Pourtant nombre de pays ne tiennent pas compte de cette législation :
En République démocratique du Congo, Kasongo, soldat âgé de quatorze ans, a été exécuté en janvier 2000, une demi-heure après sa condamnation par un tribunal militaire spécial.
Au Pakistan, Sher Ali a été pendu en 2001, dans une zone tribale, pour un meurtre commis en 1993 quand il avait 13 ans.
En Iran, qui autorise l'application de la peine capitale aux personnes âgées de 15 ans, Mehrdad Tousefi, 18 ans, a été pendu en 2001, pour un crime commis deux ans plus tôt.
Aux Philippines, des délinquants mineurs sont condamnés à mort et à leur procès leur âge n' a jamais été évoqué.
Depuis 1998, les États-Unis exécutent tous les ans un ou plusieurs délinquants pour des crimes commis à 16 ou 17 ans dont Sean Sellers tué en 1999 à 29 ans.
En 2004, le Texas prévoit d'exécuter trois délinquants condamnés à mort pour des délits commis à 17 ans.
Amnesty International a donc mené une action : une pétition ayant recueillie 13000 signatures a été envoyée à Colin Powell.

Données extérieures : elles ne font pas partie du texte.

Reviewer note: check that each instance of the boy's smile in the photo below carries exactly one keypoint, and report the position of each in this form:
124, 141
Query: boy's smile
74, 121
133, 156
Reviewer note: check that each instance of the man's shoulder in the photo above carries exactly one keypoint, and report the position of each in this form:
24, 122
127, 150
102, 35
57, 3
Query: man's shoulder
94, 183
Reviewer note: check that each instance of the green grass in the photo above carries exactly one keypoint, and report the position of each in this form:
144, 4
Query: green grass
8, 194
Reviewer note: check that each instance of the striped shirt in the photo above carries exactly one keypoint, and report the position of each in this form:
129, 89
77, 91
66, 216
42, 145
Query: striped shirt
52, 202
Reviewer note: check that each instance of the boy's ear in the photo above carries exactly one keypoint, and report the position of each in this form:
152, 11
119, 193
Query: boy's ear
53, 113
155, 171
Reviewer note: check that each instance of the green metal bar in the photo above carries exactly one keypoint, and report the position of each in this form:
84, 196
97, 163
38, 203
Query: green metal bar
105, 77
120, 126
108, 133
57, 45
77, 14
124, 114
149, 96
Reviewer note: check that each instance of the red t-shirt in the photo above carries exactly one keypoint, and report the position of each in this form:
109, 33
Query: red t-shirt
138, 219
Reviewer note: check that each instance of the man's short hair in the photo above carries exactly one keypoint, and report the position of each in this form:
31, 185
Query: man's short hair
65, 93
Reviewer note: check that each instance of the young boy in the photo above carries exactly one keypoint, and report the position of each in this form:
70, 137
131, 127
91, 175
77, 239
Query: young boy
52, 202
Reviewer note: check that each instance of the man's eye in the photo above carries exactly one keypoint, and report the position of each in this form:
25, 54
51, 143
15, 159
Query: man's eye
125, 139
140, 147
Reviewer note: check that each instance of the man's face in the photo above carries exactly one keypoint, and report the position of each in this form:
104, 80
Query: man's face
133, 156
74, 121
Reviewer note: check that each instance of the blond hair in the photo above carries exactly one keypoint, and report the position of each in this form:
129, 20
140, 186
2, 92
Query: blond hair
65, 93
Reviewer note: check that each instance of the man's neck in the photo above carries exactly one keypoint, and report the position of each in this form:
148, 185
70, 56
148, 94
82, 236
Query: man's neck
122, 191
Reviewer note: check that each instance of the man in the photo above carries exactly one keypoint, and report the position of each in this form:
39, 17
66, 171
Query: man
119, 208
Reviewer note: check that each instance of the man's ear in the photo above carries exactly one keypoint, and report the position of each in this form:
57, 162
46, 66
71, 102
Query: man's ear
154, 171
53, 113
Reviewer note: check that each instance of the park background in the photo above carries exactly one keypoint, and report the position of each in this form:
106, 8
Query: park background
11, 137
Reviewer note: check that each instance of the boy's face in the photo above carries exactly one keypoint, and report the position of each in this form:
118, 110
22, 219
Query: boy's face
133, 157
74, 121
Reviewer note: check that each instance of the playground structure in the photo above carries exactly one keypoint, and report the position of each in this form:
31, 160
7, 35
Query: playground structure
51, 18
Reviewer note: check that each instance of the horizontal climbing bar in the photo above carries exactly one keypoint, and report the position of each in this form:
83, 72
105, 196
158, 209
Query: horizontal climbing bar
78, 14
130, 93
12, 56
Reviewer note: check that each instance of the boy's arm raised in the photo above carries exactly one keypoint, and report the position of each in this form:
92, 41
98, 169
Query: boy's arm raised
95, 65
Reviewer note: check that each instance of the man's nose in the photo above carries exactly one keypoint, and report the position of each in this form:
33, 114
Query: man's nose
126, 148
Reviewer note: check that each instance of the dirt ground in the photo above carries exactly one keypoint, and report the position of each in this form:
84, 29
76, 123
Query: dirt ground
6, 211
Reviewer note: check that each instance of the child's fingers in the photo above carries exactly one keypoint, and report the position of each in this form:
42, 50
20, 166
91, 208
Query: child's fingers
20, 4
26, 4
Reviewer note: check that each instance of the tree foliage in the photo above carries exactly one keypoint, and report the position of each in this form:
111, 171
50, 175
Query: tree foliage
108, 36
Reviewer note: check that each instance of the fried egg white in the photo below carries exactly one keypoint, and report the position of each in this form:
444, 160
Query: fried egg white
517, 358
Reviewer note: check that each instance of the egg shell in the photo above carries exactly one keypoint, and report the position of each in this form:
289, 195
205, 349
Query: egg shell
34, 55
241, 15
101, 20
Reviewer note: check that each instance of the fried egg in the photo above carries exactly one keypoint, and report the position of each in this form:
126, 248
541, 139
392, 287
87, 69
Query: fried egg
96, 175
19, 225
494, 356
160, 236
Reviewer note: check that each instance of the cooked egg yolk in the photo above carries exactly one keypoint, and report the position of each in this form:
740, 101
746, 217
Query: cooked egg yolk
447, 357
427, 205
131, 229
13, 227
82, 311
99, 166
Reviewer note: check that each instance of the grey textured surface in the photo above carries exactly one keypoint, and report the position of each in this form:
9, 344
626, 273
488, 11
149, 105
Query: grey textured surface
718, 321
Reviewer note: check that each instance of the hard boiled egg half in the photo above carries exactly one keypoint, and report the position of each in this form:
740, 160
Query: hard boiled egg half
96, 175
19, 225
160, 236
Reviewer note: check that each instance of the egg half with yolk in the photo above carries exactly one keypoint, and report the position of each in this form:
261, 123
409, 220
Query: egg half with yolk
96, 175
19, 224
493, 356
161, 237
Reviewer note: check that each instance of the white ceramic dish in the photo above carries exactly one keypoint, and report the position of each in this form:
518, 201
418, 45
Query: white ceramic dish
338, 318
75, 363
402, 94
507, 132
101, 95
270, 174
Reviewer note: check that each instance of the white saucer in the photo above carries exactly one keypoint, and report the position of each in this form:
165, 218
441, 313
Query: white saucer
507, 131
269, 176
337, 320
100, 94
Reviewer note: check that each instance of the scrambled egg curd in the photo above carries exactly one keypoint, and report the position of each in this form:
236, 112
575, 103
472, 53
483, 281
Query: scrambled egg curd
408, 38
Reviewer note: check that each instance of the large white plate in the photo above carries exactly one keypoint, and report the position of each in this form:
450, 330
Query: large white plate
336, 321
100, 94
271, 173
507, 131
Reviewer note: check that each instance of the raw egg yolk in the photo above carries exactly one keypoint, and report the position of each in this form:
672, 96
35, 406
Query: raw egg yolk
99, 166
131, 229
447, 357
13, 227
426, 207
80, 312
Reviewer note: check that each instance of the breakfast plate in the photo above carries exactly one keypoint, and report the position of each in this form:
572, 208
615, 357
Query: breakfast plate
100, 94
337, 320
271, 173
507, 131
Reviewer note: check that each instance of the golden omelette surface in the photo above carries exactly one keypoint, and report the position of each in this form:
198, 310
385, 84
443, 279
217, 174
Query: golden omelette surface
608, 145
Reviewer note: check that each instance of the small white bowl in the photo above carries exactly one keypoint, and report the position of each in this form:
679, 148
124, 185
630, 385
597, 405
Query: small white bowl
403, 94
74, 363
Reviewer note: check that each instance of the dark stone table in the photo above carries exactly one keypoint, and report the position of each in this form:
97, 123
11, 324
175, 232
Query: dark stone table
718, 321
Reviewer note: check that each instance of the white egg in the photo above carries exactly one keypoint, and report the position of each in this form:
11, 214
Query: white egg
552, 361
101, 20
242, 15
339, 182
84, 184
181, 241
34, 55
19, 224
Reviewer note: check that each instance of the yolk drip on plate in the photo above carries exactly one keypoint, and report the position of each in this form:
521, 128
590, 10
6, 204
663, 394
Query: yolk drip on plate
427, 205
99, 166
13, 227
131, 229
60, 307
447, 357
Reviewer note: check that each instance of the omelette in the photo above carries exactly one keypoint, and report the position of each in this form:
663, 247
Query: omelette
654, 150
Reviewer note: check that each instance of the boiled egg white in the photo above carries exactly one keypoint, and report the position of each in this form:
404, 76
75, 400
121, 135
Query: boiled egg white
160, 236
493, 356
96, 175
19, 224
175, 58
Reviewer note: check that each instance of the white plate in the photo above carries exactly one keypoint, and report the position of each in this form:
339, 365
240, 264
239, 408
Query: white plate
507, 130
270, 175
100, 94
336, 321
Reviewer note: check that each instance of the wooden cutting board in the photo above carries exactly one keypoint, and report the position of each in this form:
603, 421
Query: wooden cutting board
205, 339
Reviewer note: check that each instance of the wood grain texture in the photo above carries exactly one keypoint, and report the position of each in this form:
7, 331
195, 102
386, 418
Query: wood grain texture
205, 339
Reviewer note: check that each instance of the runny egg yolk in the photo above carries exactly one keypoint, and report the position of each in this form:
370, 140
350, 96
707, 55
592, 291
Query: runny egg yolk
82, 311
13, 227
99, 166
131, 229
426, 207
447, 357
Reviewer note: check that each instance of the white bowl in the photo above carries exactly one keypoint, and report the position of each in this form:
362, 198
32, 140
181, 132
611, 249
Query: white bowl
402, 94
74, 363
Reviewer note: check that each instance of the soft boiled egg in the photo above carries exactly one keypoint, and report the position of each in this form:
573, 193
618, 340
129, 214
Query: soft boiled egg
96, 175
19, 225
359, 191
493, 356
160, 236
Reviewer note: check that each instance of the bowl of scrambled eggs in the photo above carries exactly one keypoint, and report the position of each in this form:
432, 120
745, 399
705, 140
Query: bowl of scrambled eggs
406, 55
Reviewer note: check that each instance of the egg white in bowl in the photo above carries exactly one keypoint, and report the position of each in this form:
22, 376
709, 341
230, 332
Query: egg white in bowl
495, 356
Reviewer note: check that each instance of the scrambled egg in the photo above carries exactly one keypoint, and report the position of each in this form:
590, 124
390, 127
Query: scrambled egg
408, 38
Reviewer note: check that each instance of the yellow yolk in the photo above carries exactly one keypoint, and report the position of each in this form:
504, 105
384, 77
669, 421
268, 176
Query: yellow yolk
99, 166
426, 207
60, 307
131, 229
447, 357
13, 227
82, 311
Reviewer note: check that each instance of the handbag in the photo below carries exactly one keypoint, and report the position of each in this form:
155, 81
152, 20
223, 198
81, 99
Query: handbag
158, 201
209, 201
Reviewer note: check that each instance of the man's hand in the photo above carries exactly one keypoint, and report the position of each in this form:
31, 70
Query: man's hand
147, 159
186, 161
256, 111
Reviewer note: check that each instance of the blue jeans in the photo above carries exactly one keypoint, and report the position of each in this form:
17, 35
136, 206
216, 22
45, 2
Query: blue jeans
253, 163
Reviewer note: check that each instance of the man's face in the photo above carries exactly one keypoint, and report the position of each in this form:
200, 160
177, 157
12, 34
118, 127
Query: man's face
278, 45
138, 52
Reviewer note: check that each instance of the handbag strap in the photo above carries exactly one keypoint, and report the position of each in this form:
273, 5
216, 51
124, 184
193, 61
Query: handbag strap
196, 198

Depuis le début de l'action, deux nouveaux États (le South Dakota et le Wyoming) ont aboli la peine de mort pour les mineurs au moment des faits.
Ainsi, à ce jour, 31 États sur 50 ont aboli la peine de mort à l'encontre des mineurs délinquants, parmi lesquels 12 États sont totalement abolitionnistes.
Ces violations au droit international sont sévèrement condamnées par l'ONU.
Le Pakistan et le Yémen ont désormais aboli dans leur législation ce châtiment pour les mineurs.
L'Iran envisage d'élever à 18 ans l'âge légal des personnes pouvant être condamnées à mort.